The story begins with a statue of Stalin but viewed from a toddler’s innocent perspective. Without appearing to meander, we learn a great deal about the simple philosophies and pleasures of Albania under a totalitarian government. Stories about her grandmother who was born in Thessalonika and married an Albanian (who later perishes in the communist camps) are a discrete central theme of Ypi’s fluent narrative. These stories of a pre-war romance are told with bewitching simplicity as though such a Balkan history rooted in the Ottomans was normal. Then there is the fall of the communists and the difficult passage towards democracy. At no time is this time before and after compared in any binary way. Instead, we follow the author as a teenager on a visit to Greece where she returns with a present that purports to be shampoo – something unknown in communist Albania (Ypi talks about communist-period smells that ring so true) – which turns out to be something equally obscure, dishwasher liquid. We meet the first outsiders who are little different from Martians. We hear of those who escaped in cruel, traumatic voyages. Ypi tells the tragedy of a friend trafficked as a sex slave but she resists dwelling on this. We learn about Ypi’s early romances. Politics and near-anarchy do not affect hormones. Almost as an aside, she comes to learn that when in communist times the family spoke of universities with a single letter – M, for example – it was a whispered euphonism for a concentration camp, Maliq in this case.
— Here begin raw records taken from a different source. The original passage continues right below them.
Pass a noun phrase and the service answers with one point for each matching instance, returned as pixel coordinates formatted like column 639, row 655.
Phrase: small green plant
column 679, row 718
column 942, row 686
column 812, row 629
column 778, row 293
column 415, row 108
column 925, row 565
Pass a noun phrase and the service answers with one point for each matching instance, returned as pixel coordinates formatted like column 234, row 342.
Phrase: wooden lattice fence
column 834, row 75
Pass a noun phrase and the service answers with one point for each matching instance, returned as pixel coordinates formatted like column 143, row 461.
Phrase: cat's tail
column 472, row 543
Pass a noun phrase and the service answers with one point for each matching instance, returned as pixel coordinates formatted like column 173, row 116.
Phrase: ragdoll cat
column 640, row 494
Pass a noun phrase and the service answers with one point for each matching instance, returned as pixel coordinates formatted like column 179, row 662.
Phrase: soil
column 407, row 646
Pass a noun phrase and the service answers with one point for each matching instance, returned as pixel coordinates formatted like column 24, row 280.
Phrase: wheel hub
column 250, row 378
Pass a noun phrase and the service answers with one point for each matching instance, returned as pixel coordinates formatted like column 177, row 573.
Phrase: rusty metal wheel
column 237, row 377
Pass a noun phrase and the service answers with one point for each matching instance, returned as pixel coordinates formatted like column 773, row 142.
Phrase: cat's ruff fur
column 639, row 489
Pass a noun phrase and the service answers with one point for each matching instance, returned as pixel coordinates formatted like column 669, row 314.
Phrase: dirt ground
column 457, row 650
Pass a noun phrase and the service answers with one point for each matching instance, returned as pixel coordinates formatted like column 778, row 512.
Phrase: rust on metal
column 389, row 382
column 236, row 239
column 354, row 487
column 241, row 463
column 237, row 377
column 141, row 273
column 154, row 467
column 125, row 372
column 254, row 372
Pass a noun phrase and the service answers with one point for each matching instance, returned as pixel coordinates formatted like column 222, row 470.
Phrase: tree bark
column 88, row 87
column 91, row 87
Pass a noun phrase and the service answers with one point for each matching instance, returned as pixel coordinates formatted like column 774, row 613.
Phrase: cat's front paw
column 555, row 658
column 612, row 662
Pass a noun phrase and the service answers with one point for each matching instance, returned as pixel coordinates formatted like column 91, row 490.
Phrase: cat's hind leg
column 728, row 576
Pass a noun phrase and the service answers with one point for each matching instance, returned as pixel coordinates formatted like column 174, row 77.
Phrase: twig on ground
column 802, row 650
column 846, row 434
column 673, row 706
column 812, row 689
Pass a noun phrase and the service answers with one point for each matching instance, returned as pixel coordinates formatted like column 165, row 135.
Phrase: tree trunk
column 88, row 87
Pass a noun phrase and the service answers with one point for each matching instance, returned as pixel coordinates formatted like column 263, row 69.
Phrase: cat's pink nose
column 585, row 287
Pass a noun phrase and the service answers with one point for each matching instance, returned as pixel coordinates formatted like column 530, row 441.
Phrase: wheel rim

The book ends with the author taking her high school exams during Albania’s pyramid crisis of 1997 that led to civil war. It is almost a shock as she explains that with excellent grades she left Albania….for good.


This is a child’s view taken from extraordinary diaries. This memoir lyrically captures the quotidian, knowing all too well that the other side of this picture, told so often, was brutal. Most of all it captures the resilience of the Albanian people. Ypi’s images linger long in the mind and are winsomely amusing.


The epilogue offers the essence of the author’s moment of retrospective reflection and is powerfully thoughtful:


‘Freedom is not sacrificed only when others tell us what to say, where to go, how to behave. A society that claims to enable people to realize their potential but fails to change the structures that prevent everyone from flourishing is also oppressive. And yet despite all the constraints, we never lose our inner freedom: the freedom to do what is right.’



Lea Ypi, Free. A child and a country at the end of history, Norton, London & New York 2021.